Finally, endothelial cells, which are crucial in maintaining blood-brain barrier integrity [39, 40], show enrichment of up-regulated DEGs in cytoskeleton organization (GO:0007010) and actin filament-based process (GO:0030029) (Table S12).

Importantly, some CI-DEGs highlight protein translation as a top perturbed biological pathway. Down-regulated microglial consensus CI-DEGs show enrichment in processes involved in protein translation (GO:0006614 and GO:0006613), which include ribosomal protein encoding genes [41,42,43] (Table S15). Similarly, down-regulated endothelial consensus CI-DEGs also harbor ribosomal protein encoding genes, with enrichment in protein translation related GO processes (GO:0006413 and GO:0006613) (Table S17).

Comparison of CI-DEGs from computational deconvolution vs. snRNAseq

We determined the extent to which each of the three computational deconvolution algorithms could detect CI-DEGs from bulk tissue by comparison of their results with those obtained in a published snRNAseq study [19]. The ROSMAP dataset utilized in our study has both bulk RNAseq from DLPFC (bulk-DLPFC) as well as snRNAseq (snDLPFC) in a subset of its participants [19]. We compared the bulk-DLPFC data deconvoluted with three different algorithms with the published snDLPFC [19] data. Endothelial CI-DEGs were not available from the snRNAseq study, therefore overlap of results could be assessed only for four cell types.

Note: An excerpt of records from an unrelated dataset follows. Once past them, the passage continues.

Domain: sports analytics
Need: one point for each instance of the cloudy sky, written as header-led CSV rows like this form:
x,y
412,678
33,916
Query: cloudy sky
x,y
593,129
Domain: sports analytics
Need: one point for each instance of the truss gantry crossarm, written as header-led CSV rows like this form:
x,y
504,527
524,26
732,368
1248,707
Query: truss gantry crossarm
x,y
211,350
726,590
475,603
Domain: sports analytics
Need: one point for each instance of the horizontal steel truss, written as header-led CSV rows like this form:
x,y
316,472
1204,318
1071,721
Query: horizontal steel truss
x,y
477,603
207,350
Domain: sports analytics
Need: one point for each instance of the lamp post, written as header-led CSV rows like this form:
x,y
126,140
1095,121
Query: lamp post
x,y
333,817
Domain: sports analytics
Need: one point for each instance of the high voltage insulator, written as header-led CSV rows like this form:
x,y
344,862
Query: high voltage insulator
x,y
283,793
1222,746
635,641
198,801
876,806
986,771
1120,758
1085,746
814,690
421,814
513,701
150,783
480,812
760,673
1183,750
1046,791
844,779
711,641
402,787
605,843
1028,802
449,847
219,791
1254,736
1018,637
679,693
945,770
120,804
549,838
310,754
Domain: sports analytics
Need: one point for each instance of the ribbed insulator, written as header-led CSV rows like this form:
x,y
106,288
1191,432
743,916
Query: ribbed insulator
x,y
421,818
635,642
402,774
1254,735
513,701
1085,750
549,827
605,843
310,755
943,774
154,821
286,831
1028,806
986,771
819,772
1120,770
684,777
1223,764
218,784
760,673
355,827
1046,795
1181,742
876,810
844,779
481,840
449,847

We tested the overlap between the top CI-DEGs for each cell type obtained from deconvoluted bulk-DLPFC and those from snDLPFC ranked by their p values (Fig. 4a). We evaluated the overlap for a range of top CI-DEGs up to top 1000 genes. Overlap for CI-DEGs that are either up (Fig. 4a, upper panel) or down (Fig. 4 a, lower panel) in AD were assessed separately. Hence, overlapping genes had both similar ranks and direction of effect in both deconvoluted bulk-DLPFC and snDLPFC analyses. We established the significance of overlap using simulations for a range of top ranked genes (N = 200, 600 and 1000) (Table S18).

Fig. 4
figure 4

Comparison of CI-DEGs from computational deconvolution with CI-DEGs from snRNAseq on DLPFC dataset. a. Upper panel: number of overlapping genes (y-axis) between the top N (x-axis) up-regulated genes in snDLPFC and top N up-regulated genes from bulk-DLPFC deconvoluted with PSEA, WLC and CellCODE, respectively. Lower panel: number of overlapping genes (y-axis) between the top N (x-axis) down-regulated genes in snDLPFC and top N down-regulated genes from deconvoluted bulk-DLPFC. b. Venn diagram of CI-DEGs from computational deconvolution methods and those from snRNAseq. Overlap is evaluated for both bulk-DLPFC and snDLPFC CI-DEGs detected at nominal p value ≤0.05

Neuronal CI-DEGs retained their significance of overlap across all comparisons and for all algorithms, except for the top 1000 up-regulated neuronal CI-DEGs deconvoluted with PSEA. Microglial CI-DEGs had the least numbers of significant overlap for their top ranked genes. Astrocytic and oligodendrocytic top ranked CI-DEGs had significance of overlap between the neuronal and microglial results (Table S18). These findings are reflective of the abundance of these cell types, with the most abundant neurons having the most overlap for the top ranked CI-DEGs between deconvoluted bulk-DLPFC and snDLPFC.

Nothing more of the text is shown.